The gist here is that you only worry when people and companies start borrowing money to invest in cryptocurrencies. Basically, if you’re putting a small amount on your credit card via one of the exchanges that support it, it is unlikely to create systemic risk; its only when people decide to mortgage their homes and go all in on crypto that there may be issues. This may start happening now that Wall Street is starting to notice this, but its unlikely to happen anytime soon.
“First, let’s think about why such a crash might happen. The long-term case for bitcoin is based on its viability as a currency — basically, if people stop using government-issued fiat currencies to buy cars and TVs and bread, and start using cryptocurrencies, early investors who happen to have stashes of the new money on hand will benefit mightily.

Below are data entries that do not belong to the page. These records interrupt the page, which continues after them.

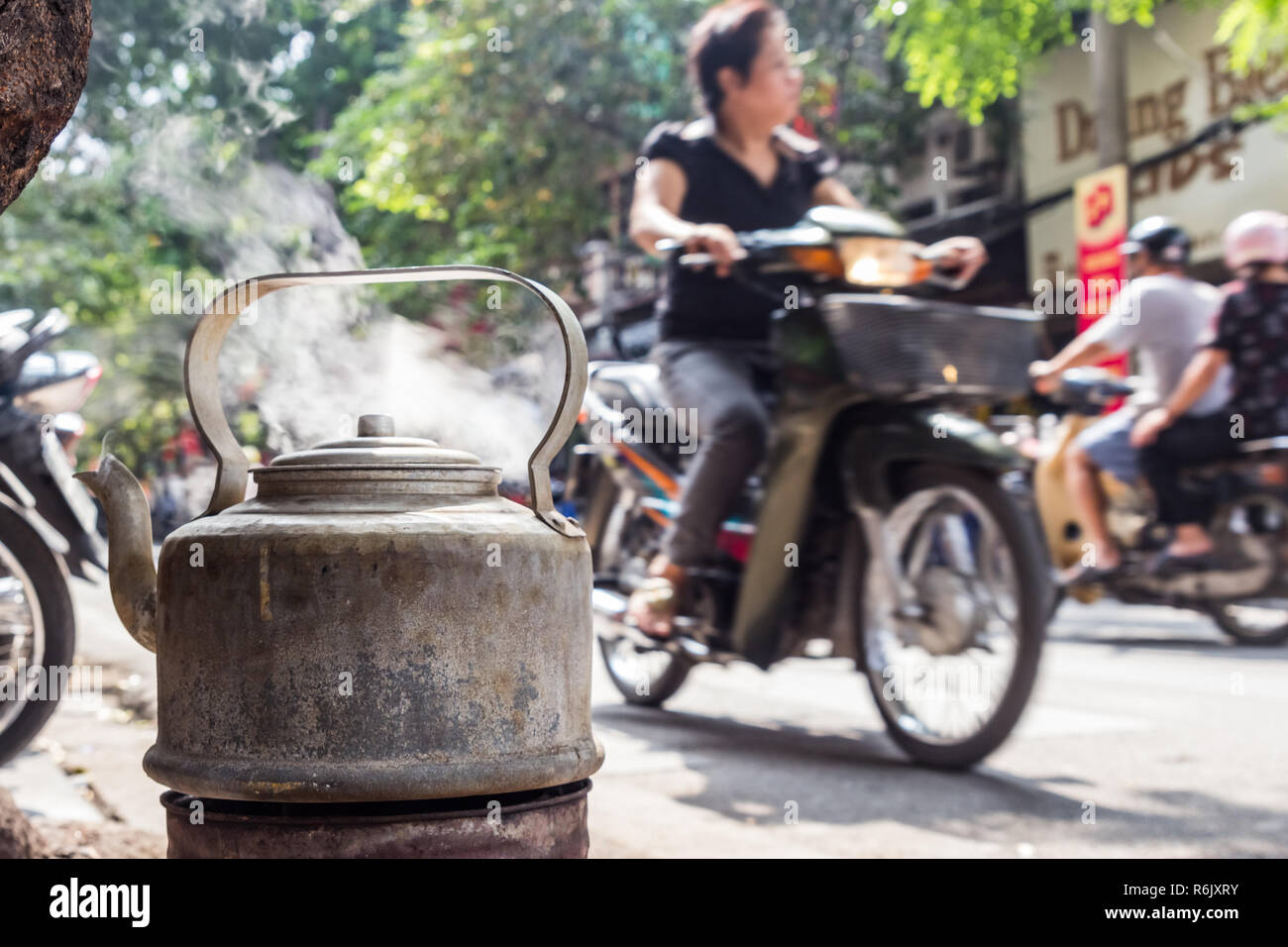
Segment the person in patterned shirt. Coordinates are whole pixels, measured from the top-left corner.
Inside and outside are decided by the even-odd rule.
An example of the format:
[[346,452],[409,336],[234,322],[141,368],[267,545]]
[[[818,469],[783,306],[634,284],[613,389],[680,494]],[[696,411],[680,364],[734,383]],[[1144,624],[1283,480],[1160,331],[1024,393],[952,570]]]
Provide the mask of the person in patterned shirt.
[[[1233,456],[1248,441],[1288,435],[1288,216],[1256,210],[1233,220],[1225,231],[1225,262],[1238,281],[1211,336],[1172,397],[1132,429],[1159,521],[1175,527],[1158,572],[1209,564],[1207,523],[1216,497],[1182,483],[1181,469]],[[1184,417],[1225,365],[1233,368],[1226,410]]]

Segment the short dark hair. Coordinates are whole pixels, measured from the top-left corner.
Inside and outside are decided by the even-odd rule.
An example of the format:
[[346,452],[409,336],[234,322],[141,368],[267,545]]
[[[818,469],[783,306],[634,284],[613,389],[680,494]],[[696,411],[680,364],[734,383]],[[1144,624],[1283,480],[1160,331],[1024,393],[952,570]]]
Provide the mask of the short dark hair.
[[760,52],[765,27],[786,14],[768,0],[725,0],[707,10],[689,33],[689,79],[712,117],[719,115],[724,90],[716,76],[725,66],[743,81],[751,76],[751,61]]

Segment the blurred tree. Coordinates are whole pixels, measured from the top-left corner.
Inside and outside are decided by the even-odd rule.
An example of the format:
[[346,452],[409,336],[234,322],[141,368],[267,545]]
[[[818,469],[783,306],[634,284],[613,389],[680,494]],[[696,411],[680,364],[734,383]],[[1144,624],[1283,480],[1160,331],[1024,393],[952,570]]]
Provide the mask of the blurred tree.
[[[1191,1],[1190,5],[1197,5]],[[1240,75],[1283,57],[1288,46],[1288,4],[1230,0],[1221,4],[1216,40],[1230,43],[1230,63]],[[1079,39],[1075,13],[1096,10],[1110,23],[1154,23],[1157,0],[878,0],[869,22],[890,30],[886,53],[908,71],[907,89],[922,107],[936,99],[971,122],[998,98],[1014,98],[1042,53]],[[1288,95],[1239,113],[1288,111]]]
[[0,4],[0,214],[72,117],[89,62],[89,0]]

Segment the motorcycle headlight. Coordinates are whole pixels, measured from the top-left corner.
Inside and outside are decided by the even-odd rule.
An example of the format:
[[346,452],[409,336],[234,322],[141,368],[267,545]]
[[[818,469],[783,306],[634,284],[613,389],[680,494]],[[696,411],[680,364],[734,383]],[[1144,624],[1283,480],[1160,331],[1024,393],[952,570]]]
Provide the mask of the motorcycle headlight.
[[857,286],[912,286],[930,276],[925,247],[912,240],[844,237],[838,241],[845,278]]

But there are good reasons to think bitcoin won’t replace fiat money. The currency is so volatile that if people’s salaries were paid in bitcoin, they wouldn’t know how much they were getting paid. If they tried to make purchases in bitcoin, their paycheck might be much smaller by the time they went to the grocery store”
Noah Smith goes on to talk about real world uses:
People who want to pay for black-market goods like drugs, or who want to launder money, will continue to use it, as will those who want to evade capital controls like those used by China. Other cryptocurrencies, such as ether, are also part of software platforms that allow people to execute smart contracts.
As to why you only worry when people are borrowing to buy it?
Why does debt make bubbles so much worse? When equity crashes, notional wealth simply vanishes. That makes people feel poorer, which makes them consume less — a phenomenon known as the wealth effect. But when companies or households have borrowed a lot of money from each other, an asset price crash can also cause other bad effects. Lenders who see their loans go bad will themselves be forced to borrow money, which slows the real economy because borrowing is costlier than funding a business internally. Debt also creates systemic risk, because key financial institutions can go bankrupt easily if they have too much leverage.